- Location: Baghdad, Iraq
- Date: 9 July 2006
- Target: Sunni muslims
- Deaths: 270
- Injured: 50
- Perpetrators: Mahdi army

= Hayy Al-Jihad massacre =

2006 massacre in Baghdad, Iraq

The Hayy Al-Jihad massacre occurred on July 9, 2006 in the Hayy Al-Jihad neighborhood of the Iraqi capital, Baghdad. An estimated 270 Sunni civilians were killed in revenge attacks by Shia militiamen from the Mahdi Army for the previous unprovoked anti-Shiite killings.

== Overview ==
Tensions were high between Shia and Sunni following the 2006 al-Askari mosque bombing but then On 8 July 2006 a suicide bomber entered a Shia mosque in Baghdad and blew himself up, killing 8 worshippers.

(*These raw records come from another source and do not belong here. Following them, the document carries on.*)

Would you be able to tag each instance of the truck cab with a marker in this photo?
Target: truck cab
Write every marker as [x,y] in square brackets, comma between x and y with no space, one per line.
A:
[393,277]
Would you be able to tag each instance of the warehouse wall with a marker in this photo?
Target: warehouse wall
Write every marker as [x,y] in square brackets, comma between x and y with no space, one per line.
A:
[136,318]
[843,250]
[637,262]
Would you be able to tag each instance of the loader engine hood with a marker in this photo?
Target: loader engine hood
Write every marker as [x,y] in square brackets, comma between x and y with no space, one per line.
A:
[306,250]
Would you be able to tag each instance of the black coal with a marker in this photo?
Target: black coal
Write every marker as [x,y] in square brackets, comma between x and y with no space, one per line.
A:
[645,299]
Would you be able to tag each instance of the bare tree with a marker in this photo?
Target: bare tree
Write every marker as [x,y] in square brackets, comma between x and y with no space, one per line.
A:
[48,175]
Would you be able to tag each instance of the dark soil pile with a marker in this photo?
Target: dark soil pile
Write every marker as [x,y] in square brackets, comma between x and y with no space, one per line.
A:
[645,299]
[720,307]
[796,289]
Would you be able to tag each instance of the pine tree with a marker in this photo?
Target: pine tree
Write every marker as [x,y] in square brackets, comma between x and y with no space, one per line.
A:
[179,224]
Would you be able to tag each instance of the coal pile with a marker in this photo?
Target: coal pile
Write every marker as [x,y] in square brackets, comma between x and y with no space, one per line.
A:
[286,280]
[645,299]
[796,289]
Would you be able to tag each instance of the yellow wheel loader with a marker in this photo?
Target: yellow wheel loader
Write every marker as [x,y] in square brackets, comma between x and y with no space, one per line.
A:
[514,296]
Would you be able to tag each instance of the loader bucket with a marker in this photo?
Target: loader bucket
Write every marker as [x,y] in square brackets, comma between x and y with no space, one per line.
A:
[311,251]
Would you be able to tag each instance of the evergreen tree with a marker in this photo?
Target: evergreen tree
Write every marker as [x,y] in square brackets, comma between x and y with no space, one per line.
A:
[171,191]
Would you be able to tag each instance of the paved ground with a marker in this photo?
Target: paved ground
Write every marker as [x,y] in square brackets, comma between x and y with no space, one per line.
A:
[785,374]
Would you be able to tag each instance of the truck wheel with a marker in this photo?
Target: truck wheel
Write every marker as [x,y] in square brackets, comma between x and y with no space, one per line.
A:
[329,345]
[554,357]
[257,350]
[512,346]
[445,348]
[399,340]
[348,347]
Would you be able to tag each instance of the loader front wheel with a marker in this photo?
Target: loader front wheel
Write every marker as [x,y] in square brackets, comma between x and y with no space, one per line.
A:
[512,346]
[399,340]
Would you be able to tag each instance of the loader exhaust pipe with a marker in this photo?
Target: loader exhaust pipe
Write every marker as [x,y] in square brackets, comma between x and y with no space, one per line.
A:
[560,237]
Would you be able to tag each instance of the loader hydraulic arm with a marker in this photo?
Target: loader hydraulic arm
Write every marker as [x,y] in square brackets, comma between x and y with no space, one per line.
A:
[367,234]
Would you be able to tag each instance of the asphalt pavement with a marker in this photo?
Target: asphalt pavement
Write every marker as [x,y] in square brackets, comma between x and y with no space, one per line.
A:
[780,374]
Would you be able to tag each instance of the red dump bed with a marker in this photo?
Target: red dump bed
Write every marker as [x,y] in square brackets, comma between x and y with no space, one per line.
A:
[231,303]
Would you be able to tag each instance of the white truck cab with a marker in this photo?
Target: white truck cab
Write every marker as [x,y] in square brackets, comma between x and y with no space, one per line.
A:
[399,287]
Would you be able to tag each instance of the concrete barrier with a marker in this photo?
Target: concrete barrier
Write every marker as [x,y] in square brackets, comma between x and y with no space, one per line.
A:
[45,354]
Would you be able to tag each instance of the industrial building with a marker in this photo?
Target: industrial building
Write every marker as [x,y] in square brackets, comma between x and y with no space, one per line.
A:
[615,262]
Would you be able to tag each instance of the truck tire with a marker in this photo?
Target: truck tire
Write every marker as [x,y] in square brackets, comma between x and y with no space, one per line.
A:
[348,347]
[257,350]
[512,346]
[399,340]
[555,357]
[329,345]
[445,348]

On the morning of 9 July, masked Mahdi Army militants gathered in groups in Baghdad's Hay al Jihad neighborhood and setup their own checkpoints asking drivers and passers by for identification.

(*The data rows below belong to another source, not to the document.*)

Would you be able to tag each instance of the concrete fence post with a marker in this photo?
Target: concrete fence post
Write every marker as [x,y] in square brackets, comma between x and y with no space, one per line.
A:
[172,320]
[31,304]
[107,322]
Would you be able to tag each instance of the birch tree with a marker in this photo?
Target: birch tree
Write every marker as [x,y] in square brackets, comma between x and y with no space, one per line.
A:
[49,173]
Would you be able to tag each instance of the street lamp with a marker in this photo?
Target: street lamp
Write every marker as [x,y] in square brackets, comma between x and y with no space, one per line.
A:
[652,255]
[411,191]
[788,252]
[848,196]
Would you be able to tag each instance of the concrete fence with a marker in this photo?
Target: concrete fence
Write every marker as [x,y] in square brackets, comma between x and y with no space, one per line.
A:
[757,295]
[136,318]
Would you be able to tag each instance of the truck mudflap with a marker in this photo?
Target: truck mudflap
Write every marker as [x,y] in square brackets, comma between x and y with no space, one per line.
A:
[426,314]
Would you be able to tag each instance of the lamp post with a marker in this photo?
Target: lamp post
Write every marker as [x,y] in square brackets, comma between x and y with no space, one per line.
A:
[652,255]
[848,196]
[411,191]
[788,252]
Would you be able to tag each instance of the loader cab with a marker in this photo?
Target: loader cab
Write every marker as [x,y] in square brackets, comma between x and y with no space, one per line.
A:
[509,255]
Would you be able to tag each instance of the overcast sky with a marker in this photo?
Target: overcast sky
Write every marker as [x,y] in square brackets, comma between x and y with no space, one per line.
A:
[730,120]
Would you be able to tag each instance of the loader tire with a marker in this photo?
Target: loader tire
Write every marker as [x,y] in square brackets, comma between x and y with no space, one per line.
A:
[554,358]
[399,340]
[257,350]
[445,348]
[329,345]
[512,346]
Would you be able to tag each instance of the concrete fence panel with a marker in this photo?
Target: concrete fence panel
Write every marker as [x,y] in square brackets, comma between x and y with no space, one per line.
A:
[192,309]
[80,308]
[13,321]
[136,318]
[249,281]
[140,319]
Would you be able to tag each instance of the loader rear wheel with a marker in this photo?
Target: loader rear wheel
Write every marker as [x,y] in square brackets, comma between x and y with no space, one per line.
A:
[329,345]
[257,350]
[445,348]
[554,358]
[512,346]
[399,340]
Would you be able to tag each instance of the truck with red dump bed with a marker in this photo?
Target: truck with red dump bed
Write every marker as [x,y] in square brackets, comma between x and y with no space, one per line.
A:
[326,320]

Any Sunni males among them were taken to a bus where more gunman were waiting, the bus drove to a waste ground where the captives were all murdered. By the end of the day, 36 bodies were brought into local hospitals, though the death toll maybe higher than 50; Sunni bombers carried out a double car-bomb attack on a Shia mosque in northern Baghdad, killing 19 and wounding 59. 9 July marked of 5 days of multiple suicide bombings and Shia retaliation that claimed more than 150 lives in the city.